Home Forums (SAMFL) Learning Activity: Pet Handling Discussion and Practice (SAMFL) Learning Activity: Pet Handling Discussion and Practice Reply To: (SAMFL) Learning Activity: Pet Handling Discussion and Practice

  • emmajeannotte

    April 25, 2024 at 5:30 pm

    What did you learn that was new to you?

    Using one arm and wrapping it around the chest of the dog, while placing my forearm behind the dog’s hock to help guide them into a sitting position.

    How did the dog respond to your approach?

    When trying to approach the dog from the side, the dog proceeded to freeze, but continued to keep his eye on me. When I asked for the dog to sit, the dog stared at me blankly, so I proceeded to kneel down beside him and once the patient was comfortable with me, I placed one arm around the chest and the other arm behind the hocks and encouraged the dog to sit. At first the dog was a bit confused, but once in the sitting position I positively reinforced the dog with a “good boy” and received a tail wag in return.

    What facial expression, postures or gestures did you notice, and how did you interpret them?

    The dog I tried the approach on was very nervous.
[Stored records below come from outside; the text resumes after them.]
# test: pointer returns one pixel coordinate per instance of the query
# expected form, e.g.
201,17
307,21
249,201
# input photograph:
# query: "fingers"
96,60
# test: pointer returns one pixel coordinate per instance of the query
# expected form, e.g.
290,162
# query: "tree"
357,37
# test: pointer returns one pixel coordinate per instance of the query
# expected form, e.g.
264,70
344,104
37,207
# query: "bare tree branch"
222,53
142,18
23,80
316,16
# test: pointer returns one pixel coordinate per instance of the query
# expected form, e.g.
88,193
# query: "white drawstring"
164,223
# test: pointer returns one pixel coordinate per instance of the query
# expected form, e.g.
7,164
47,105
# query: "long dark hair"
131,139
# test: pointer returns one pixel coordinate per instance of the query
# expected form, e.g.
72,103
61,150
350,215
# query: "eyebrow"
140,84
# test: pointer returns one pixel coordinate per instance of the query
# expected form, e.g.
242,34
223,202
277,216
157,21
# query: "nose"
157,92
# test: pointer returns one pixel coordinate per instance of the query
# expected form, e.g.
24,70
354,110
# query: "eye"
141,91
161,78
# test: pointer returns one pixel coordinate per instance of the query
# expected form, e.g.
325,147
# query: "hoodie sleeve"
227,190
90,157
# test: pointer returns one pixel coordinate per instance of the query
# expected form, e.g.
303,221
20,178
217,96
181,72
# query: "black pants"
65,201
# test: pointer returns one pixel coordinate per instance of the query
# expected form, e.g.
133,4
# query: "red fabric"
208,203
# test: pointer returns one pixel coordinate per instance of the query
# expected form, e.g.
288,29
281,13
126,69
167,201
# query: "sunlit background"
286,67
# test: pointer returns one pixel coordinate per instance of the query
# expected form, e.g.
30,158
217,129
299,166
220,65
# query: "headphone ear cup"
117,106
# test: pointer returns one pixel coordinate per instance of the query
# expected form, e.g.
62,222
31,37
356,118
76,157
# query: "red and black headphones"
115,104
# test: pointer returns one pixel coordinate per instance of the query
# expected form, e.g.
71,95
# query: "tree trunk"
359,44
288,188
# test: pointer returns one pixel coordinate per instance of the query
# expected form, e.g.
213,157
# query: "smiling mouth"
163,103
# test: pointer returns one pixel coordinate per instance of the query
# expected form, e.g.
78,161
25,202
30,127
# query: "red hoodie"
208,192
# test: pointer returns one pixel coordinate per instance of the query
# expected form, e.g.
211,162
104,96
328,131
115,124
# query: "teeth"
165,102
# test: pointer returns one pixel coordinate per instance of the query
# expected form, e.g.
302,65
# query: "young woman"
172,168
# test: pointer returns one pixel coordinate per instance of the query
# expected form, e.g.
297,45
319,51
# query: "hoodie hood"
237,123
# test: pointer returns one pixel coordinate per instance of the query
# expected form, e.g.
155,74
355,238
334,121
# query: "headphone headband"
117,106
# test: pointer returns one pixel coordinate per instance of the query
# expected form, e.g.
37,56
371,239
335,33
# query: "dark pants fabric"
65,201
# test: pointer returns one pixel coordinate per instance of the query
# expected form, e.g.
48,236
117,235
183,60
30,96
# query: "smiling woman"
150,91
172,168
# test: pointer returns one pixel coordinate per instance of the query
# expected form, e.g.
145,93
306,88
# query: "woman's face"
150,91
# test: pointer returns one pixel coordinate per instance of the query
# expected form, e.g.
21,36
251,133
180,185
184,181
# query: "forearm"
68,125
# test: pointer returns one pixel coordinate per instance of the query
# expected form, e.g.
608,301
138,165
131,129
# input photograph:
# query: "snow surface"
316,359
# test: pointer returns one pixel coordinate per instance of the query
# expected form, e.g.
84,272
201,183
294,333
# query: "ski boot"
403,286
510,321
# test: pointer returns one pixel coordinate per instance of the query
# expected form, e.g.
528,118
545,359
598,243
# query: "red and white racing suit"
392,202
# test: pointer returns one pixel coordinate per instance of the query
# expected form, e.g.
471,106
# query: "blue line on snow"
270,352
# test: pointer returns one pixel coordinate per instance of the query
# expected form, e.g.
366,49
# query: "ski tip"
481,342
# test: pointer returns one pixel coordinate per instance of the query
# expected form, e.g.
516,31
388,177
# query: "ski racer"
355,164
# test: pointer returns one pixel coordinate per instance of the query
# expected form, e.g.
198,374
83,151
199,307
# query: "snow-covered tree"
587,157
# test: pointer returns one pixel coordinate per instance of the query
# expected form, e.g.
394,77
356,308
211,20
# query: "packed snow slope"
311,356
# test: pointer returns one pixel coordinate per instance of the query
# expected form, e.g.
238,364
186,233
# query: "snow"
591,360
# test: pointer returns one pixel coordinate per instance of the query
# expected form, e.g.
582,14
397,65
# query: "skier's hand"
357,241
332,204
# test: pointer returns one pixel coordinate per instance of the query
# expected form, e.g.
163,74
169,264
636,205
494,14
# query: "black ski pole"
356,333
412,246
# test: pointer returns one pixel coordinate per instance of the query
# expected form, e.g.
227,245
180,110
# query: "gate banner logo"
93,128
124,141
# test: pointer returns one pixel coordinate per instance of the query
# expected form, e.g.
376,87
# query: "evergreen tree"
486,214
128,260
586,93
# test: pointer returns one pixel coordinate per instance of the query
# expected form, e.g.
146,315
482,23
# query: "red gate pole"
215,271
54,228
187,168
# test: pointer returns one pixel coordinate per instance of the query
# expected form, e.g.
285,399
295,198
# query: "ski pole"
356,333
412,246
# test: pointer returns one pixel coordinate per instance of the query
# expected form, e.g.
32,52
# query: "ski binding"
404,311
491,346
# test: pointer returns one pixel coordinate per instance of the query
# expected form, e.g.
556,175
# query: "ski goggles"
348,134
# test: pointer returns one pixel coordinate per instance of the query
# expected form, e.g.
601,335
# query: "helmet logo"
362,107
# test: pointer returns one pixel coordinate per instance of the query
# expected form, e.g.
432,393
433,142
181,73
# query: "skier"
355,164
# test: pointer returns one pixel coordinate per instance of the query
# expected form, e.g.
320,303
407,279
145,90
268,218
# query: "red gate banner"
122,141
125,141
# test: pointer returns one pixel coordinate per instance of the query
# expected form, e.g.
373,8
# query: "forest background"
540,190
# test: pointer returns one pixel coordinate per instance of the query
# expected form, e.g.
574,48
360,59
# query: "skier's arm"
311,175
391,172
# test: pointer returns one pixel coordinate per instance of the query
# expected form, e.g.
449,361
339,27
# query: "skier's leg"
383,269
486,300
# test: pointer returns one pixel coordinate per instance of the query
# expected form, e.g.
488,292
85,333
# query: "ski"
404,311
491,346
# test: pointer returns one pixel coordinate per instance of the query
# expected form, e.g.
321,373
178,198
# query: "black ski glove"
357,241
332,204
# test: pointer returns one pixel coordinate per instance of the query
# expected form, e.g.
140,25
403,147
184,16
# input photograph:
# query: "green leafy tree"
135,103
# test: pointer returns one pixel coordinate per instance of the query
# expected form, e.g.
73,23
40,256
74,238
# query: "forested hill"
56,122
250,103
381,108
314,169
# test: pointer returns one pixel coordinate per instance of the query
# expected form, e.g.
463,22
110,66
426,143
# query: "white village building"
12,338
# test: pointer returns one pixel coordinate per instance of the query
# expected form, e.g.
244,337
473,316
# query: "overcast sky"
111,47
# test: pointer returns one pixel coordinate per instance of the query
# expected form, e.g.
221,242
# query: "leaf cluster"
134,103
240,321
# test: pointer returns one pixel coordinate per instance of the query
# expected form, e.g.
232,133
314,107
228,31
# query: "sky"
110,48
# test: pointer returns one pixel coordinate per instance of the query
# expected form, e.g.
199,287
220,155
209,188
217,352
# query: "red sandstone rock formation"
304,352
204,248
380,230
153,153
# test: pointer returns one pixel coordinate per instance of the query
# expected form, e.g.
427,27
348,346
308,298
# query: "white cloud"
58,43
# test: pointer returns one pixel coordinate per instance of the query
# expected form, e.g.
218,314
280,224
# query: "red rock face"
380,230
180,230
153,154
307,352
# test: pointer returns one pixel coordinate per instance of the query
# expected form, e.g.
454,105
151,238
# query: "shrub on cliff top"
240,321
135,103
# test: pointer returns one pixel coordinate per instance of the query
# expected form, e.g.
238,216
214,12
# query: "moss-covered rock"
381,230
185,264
The dog was lip licking a lot, pacing/trying to turn in circles, the patient was panting a lot and had his ears pulled back. I could tell the dog was nervous, so prior to approaching him I allowed the dog to roam the exam room and get used to me by allowing him to smell me and smell the room.

    If you are experienced in canine behaviour and handling, what aspects of the material do you feel are most essential?

    Knowing and understanding canine and feline body language and how to respond appropriately.

    Do you have a story about an experience with behaviour and handling that exemplifies the importance of proper equipment and handling?

    Working in emergency, sometimes we get so caught up in trying to get things done in a timely manner that we forget the importance of watching a dog’s behaviour/posture before restraining an animal for an injection. A coworker of mine was assisting a doctor by restraining a dog for an IM injection. The dog’s ears were pulled back, his tail was tucked and he was giving my coworker the side eye. Both the doctor and my coworker were in such a rush that they decided to give the dog the IM injection and when the injection was given the dog reacted and turned to bite my coworker. If my coworker and doctor took a bit more time to observe the patient, they may have considered muzzling the dog to protect them both from being bitten.

    How has knowing how to read dog behaviour kept you and the dog(s) safe?

    It has allowed me to know when a dog is requiring a break before the dog reaches its breaking point and tries to bite people.